No one likes to think about it, but emergencies are a part of life. But just because we don’t know exactly what will happen and when, that doesn’t mean we can’t help ourselves be more prepared for them financially. That’s why establishing an emergency fund with three months of expenses is considered a foundational component for any sound financial plan. Having the dedicated fund set aside in a safe, highly liquid account can help you weather the storms that life may occasionally bring your way.
If you don’t have adequate monies in reserve, you may be forced to resort to some of the following ways of managing a crisis, which you will see are less than optimal:
Credit Cards. Using credit cards to fund a crisis is a particularly bad idea, especially if you pay high interest rates on your balances. Also, when your life is in upheaval, it can be easier to miss payment deadlines. Should this occur, you may face steep late payment fees in addition to high interest rate charges. And making late payments or utilizing more of your available credit can also hurt your FICO (Fair Isaac Corporation) score that indicates your creditworthiness, potentially making it even more difficult to borrow in the future.

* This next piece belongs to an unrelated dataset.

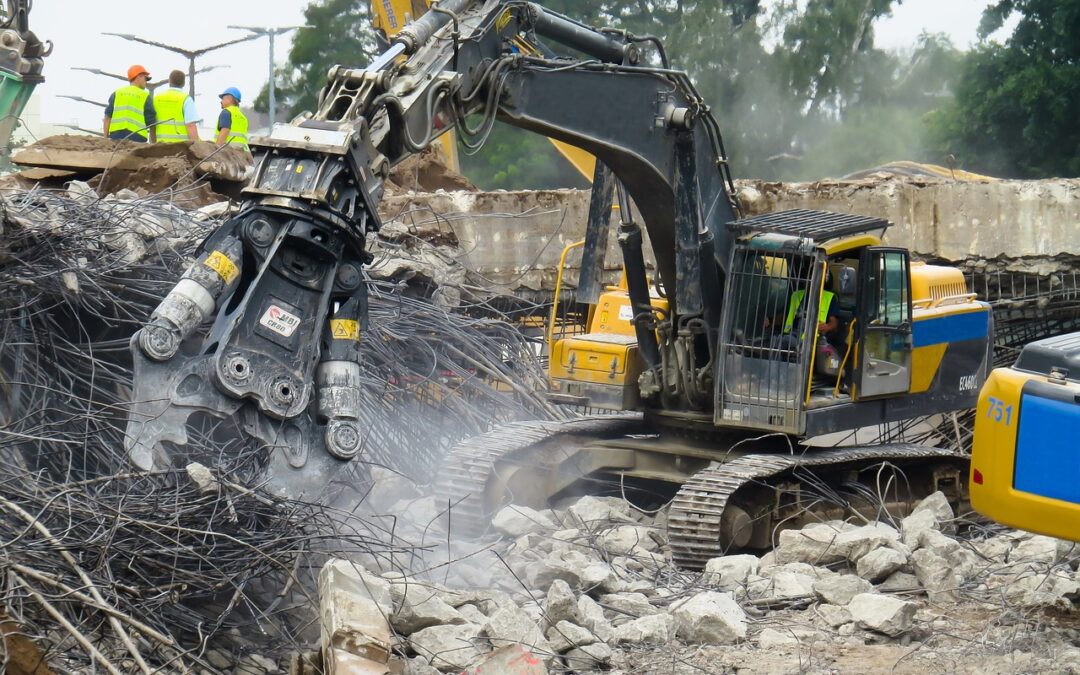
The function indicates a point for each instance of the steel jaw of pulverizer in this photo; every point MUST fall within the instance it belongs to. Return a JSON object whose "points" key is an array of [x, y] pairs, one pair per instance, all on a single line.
{"points": [[280, 364]]}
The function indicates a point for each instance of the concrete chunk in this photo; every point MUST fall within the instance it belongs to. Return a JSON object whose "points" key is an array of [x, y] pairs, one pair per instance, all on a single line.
{"points": [[730, 571], [840, 589], [516, 521], [449, 648], [882, 613], [353, 606], [879, 563], [710, 618], [651, 630], [565, 636]]}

Payday Loans. These are typically among the most expensive types of loans consumers can take out. They’re intended for short-term needs (payday to payday) and are not intended for sustained borrowing. People who use them routinely can fall into the trap of deeper debt fueled by ever-accumulating interest charges. And the cycle can become very difficult to break over time. Avoid this type of predatory lending whenever possible.

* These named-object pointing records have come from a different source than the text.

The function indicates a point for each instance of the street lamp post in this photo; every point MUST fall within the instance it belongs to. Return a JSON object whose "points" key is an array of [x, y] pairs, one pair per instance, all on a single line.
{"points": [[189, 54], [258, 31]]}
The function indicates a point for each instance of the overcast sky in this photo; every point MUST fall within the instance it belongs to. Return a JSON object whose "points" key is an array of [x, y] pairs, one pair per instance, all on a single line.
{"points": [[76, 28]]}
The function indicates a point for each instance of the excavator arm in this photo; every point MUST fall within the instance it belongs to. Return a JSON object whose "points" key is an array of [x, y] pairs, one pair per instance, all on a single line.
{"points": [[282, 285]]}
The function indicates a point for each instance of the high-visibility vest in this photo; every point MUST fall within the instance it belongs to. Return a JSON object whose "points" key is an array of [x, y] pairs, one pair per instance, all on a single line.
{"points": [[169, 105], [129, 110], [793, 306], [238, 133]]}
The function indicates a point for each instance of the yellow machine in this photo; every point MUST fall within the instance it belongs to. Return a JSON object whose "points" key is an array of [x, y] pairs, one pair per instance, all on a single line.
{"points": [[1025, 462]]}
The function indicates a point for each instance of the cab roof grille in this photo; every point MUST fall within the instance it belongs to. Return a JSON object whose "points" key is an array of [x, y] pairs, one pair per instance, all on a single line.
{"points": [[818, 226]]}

Raiding Your 401k. While you can borrow from your 401k and repay yourself with interest, you will face stiff penalties if you’re younger than 59½ years old and for whatever reason are unable to repay the loan, in which case you can suffer a hefty 10% penalty. There can also be an opportunity cost in terms of the time that you’re divested. You can miss out on opportunities for your retirement funds to grow that can take months or even years to recoup.
Borrowing from Family. Asking your relatives for money is never easy. It can strain relationships, especially should you have difficulty repaying the loan on time. And that can be the last thing you need when you’re facing a crisis and in need of emotional support from your family. It could also put you in an uncomfortable position should your relative face a financial crisis of his or her own and expect you to return the favor. If you do go down this route, it’s a good idea to specifically spell out the terms and conditions of the loan and its repayment in writing so there are no misunderstandings.

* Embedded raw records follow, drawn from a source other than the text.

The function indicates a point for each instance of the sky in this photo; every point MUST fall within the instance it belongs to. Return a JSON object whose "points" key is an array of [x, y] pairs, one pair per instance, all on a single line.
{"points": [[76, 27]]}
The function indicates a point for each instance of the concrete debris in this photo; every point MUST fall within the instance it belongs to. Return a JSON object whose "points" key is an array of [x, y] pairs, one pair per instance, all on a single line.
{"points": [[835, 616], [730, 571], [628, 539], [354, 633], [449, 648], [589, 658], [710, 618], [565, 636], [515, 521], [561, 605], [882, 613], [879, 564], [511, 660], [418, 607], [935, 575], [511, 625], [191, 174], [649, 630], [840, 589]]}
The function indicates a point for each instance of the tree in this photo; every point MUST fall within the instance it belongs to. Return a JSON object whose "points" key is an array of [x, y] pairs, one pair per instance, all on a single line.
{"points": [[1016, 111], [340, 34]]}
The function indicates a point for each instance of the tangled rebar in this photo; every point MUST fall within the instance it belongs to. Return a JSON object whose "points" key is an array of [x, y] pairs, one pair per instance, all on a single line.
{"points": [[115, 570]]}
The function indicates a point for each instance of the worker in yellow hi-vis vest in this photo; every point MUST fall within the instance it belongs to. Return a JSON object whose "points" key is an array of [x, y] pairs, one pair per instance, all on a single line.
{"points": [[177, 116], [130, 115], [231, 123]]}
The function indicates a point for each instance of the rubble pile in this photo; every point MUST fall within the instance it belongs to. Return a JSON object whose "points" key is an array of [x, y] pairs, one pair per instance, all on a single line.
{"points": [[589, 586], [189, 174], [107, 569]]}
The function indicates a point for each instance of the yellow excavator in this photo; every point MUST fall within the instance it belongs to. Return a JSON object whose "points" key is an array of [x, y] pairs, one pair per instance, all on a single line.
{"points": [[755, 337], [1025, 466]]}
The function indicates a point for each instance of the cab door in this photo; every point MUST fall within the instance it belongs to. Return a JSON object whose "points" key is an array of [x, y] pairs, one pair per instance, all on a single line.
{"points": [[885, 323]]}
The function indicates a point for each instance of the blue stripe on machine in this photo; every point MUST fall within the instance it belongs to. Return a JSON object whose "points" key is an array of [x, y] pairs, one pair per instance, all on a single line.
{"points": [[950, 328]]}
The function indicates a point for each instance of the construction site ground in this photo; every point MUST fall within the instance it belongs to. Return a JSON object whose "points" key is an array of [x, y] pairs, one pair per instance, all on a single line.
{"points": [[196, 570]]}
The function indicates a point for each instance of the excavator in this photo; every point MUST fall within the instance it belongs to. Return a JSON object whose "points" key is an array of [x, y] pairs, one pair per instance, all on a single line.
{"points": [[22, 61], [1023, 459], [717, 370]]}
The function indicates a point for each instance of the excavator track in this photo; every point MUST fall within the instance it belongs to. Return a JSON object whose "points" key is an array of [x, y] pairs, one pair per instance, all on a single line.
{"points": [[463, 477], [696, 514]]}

Home Equity Line of Credit (HELOC). If you have a HELOC, you may be tempted to utilize this to deal with a financial emergency. And while this is an option that’s open to you, there are some things you should keep in mind before doing so. First, the interest rate on these instruments is usually variable, which can make your loan payments unpredictable and more difficult to budget for. Additionally, since a HELOC is backed by the equity in your home, it’s possible to become “underwater” on your home, a state where you owe more on the house than what’s it’s worth. Finally, if you were considering taking out a HELOC, be sure to ask about all of the associated fees and closing costs that you may also face.
When it comes to a financial crisis, the best defense is a dedicated emergency fund. If you don’t currently have one, add regular contributions to your monthly budget. Once you have that money in the bank, it can greatly reduce stress about the “what ifs” we all tend to worry about.